While terminal.gui operates within the text-based terminal environment, and might seem less susceptible to typical GUI-related vulnerabilities, there are still security aspects to consider:

• Input Validation and Sanitization: Applications using terminal.gui should still perform proper input validation and sanitization, especially for user-provided text input (e.g., in TextFields, TextViews). Although terminal output is text-based, vulnerabilities like command injection could still be possible if user input is not handled carefully and is used to construct system commands or other sensitive operations.
• ANSI Escape Code Injection: While terminal.gui uses ANSI escape codes for rendering, applications should be cautious about directly embedding user-provided data into ANSI escape sequences. Maliciously crafted input could potentially inject escape codes that could manipulate the terminal in unintended ways (though the impact is generally limited within the terminal context).
• Denial of Service (DoS): Excessive or malformed input could potentially lead to DoS vulnerabilities. For example, very long strings in TextFields or rapid input events might consume excessive resources. terminal.gui and applications should be designed to handle input gracefully and prevent resource exhaustion.
• Clipboard Security: If the application uses the clipboard functionality, consider the security implications of data being copied to and pasted from the system clipboard, especially if sensitive data is involved.
• Dependency Security: As a .NET library, terminal.gui relies on the .NET runtime and potentially other NuGet packages. Regularly updating dependencies and being aware of security advisories for .NET and related libraries is important.
• Terminal Emulator Vulnerabilities: The security of the application also depends on the security of the underlying Terminal Emulator. Vulnerabilities in the Terminal Emulator itself could potentially be exploited, although this is outside the scope of terminal.gui's direct control. Users should be advised to use reputable and updated terminal emulators.
• Information Disclosure: Care should be taken to avoid unintentional information disclosure through the TUI. Sensitive data should be handled securely and displayed only when necessary and in a controlled manner.

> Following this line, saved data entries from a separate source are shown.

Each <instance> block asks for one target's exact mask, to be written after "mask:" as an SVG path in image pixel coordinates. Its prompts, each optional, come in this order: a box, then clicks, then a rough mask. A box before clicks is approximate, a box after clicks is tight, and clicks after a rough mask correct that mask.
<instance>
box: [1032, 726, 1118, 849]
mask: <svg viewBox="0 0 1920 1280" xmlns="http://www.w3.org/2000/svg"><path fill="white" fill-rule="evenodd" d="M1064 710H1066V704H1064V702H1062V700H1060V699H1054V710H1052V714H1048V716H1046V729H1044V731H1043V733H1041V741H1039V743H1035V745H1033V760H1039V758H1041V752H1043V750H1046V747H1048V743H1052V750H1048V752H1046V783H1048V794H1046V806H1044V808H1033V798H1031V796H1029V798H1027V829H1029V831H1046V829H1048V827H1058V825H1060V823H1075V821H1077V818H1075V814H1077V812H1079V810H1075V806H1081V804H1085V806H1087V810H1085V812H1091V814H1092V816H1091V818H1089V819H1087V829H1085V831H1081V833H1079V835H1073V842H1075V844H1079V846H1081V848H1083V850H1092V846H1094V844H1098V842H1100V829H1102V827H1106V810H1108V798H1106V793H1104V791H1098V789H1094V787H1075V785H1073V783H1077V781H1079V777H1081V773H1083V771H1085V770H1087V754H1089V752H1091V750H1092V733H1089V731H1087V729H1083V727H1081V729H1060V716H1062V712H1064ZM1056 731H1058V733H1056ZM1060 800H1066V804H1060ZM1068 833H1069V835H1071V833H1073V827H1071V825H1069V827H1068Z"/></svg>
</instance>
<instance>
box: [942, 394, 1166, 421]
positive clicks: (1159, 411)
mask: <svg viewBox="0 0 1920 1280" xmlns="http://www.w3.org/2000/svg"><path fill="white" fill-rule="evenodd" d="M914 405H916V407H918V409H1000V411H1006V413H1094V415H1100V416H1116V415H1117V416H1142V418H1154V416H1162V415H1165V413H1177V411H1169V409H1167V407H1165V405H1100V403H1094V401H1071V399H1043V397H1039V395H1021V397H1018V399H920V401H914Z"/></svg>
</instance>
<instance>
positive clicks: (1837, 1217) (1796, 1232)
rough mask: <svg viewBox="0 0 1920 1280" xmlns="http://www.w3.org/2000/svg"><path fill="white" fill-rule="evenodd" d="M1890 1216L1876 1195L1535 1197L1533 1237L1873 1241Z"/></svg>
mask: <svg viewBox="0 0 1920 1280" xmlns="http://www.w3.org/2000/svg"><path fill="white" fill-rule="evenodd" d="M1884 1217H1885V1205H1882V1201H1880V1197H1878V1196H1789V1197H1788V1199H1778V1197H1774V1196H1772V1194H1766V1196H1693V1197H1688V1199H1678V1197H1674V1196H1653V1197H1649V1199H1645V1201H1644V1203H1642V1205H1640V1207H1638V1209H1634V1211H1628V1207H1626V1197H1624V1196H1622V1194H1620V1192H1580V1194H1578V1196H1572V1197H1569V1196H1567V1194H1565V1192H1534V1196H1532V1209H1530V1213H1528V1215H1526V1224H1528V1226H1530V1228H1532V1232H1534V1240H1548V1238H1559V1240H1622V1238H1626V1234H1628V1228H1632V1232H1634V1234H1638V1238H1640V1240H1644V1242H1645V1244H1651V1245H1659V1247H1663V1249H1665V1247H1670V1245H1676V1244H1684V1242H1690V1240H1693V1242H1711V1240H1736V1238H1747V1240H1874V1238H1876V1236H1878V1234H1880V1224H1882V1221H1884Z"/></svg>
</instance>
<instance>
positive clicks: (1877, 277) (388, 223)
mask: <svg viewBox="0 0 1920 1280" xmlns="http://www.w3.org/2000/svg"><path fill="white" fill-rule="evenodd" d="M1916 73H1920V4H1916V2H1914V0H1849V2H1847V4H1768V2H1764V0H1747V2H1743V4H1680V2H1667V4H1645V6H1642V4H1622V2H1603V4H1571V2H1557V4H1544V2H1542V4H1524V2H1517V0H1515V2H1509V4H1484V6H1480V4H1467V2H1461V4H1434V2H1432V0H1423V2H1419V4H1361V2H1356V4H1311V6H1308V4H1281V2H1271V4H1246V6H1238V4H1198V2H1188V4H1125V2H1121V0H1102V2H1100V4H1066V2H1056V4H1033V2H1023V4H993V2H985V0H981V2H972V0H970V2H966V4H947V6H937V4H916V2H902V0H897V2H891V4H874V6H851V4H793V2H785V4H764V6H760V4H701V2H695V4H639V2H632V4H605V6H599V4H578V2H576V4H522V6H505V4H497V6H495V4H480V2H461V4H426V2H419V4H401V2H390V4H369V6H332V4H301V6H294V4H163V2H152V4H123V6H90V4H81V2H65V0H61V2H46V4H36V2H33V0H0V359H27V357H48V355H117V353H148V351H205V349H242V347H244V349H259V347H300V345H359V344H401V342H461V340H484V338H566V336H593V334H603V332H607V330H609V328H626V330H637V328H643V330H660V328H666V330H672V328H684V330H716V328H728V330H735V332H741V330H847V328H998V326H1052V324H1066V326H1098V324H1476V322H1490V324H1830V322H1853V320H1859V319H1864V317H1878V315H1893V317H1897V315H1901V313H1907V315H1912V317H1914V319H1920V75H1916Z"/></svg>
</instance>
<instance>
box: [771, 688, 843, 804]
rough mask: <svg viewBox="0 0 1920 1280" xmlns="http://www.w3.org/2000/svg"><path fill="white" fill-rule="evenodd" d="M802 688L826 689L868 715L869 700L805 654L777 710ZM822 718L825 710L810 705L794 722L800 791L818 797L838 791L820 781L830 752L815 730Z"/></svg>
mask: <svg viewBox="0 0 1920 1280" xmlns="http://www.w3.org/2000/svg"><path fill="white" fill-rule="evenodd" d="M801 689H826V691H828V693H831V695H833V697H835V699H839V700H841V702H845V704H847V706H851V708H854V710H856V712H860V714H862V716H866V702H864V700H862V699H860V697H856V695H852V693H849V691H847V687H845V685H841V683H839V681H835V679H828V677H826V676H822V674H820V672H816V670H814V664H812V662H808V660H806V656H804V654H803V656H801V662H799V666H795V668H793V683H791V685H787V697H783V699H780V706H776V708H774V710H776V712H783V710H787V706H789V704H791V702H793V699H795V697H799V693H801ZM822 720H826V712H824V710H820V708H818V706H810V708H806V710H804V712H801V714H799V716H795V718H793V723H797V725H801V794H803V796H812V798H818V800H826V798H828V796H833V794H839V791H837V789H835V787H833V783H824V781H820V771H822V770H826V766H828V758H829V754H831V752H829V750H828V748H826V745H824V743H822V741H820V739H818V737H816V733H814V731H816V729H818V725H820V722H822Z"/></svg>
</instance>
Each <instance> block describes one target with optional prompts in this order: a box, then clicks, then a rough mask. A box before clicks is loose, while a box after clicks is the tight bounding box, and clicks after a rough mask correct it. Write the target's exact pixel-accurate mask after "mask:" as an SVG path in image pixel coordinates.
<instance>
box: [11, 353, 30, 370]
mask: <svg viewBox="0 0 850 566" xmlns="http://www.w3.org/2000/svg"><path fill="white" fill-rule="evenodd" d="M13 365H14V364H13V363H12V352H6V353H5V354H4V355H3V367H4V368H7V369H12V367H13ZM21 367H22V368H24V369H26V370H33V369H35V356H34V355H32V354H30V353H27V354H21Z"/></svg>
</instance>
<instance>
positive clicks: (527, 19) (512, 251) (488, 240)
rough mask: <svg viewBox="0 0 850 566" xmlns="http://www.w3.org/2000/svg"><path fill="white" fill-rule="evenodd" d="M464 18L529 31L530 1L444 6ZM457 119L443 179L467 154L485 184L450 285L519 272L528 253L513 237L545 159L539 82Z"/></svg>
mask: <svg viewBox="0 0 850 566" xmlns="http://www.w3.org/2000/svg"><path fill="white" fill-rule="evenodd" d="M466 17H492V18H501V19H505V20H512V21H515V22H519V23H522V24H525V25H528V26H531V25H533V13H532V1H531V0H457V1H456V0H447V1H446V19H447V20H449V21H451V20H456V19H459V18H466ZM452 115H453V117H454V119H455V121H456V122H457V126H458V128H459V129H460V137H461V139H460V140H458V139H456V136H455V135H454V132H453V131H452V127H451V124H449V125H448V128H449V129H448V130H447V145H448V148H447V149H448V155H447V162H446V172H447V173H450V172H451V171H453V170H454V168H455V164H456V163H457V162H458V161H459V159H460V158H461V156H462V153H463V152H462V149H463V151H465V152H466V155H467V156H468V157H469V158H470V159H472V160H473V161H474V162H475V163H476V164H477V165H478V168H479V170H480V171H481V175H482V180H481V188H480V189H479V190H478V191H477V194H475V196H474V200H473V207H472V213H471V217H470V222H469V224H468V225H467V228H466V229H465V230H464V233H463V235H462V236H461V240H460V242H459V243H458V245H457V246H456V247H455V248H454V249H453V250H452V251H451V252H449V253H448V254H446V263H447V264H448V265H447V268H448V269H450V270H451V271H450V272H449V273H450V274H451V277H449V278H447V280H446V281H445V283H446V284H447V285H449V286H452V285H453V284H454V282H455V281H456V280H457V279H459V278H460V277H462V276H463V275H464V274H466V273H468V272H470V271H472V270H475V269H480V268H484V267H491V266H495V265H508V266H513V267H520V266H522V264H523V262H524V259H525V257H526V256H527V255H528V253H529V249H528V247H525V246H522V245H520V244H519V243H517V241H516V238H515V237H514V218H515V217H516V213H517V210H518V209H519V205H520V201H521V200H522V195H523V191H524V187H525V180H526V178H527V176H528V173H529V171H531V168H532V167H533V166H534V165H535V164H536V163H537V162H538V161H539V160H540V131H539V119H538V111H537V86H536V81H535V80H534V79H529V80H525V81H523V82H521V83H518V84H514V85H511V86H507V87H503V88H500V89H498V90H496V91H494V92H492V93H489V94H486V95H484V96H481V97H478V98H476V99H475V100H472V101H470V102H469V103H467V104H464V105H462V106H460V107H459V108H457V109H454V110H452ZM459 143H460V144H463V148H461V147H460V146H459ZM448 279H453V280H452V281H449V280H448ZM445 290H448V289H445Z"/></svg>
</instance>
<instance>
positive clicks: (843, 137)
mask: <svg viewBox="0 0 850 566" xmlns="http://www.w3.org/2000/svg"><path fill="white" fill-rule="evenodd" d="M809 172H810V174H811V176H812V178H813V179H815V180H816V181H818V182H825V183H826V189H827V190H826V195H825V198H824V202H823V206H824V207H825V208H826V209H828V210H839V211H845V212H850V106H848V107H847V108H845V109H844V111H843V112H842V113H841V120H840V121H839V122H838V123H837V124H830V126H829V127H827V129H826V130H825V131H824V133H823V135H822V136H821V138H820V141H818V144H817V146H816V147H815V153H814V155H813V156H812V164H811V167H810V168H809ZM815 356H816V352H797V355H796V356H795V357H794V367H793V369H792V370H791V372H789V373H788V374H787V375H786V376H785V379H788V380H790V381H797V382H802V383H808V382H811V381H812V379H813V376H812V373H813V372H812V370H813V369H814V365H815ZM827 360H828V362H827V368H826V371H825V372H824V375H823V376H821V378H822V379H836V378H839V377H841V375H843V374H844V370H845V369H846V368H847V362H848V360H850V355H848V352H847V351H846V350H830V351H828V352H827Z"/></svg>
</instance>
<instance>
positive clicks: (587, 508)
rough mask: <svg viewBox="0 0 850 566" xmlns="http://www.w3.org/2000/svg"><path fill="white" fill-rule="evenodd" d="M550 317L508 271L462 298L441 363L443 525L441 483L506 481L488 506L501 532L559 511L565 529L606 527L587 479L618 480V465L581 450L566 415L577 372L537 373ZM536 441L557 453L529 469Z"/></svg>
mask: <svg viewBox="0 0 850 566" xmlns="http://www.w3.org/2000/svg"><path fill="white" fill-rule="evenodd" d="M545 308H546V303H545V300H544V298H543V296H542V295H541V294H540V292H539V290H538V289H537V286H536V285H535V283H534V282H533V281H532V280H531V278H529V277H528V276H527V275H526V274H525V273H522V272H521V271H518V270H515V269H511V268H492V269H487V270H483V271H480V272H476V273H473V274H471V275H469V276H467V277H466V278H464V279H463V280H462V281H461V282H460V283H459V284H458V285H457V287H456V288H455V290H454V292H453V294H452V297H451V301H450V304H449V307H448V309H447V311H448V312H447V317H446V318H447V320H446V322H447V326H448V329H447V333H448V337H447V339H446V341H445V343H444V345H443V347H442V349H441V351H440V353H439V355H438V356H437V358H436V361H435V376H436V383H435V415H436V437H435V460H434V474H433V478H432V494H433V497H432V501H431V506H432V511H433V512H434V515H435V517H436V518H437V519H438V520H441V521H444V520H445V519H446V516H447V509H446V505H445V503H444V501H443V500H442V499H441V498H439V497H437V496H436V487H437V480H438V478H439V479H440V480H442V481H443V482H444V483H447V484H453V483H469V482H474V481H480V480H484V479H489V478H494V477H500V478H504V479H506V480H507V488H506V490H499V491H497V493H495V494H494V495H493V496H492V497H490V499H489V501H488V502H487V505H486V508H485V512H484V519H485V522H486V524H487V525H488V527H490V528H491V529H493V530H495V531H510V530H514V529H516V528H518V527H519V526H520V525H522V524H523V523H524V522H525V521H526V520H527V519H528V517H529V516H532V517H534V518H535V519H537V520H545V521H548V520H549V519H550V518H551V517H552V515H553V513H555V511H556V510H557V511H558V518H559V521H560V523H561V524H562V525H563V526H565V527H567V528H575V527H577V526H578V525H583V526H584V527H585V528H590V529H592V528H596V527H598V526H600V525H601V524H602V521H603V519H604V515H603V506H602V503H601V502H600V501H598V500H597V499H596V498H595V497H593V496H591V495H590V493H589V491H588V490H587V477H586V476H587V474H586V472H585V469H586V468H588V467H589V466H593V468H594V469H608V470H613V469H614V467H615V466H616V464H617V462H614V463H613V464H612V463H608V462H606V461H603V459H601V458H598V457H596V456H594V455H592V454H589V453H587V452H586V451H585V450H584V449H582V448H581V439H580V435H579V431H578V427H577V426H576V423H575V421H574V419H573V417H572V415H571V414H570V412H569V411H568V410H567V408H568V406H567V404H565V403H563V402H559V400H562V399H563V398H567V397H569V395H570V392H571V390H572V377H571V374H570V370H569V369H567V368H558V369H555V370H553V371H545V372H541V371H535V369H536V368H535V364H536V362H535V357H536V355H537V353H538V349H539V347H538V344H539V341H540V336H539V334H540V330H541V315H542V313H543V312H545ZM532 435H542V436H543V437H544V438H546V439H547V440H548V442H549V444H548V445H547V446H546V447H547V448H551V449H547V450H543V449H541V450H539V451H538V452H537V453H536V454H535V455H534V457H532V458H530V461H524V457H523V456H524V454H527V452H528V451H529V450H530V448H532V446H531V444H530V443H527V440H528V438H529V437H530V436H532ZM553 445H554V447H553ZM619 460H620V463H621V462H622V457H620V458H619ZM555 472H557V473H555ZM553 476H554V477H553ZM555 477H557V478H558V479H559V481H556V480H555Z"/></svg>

This preliminary security consideration section provides a starting point for more in-depth threat modeling. The next step would be to perform a detailed threat model to identify specific threats, vulnerabilities, and mitigation strategies based on this design document.

7. Future Considerations

• Accessibility Enhancements: Continuously improve accessibility features to meet evolving accessibility standards and user needs.
• Advanced Layout Capabilities: Explore and implement more sophisticated layout managers, such as constraint-based layout, to provide greater flexibility in UI design.
• Driver Extensibility: Further enhance driver extensibility to support different output targets beyond traditional terminals (e.g., web-based terminals, embedded displays).
• Theming and Styling System: Develop a more powerful and flexible theming and styling system, potentially using CSS-like syntax or declarative styling approaches.
• Testing and Quality Assurance: Implement comprehensive unit and integration tests to ensure the library's robustness and reliability.
• Community Engagement: Actively engage with the open-source community to gather feedback, encourage contributions, and foster a collaborative development environment.

This design document provides a comprehensive overview of the terminal.gui project's architecture and serves as a solid foundation for further development and security analysis. It will be used as the basis for subsequent threat modeling activities to ensure the project is secure and robust.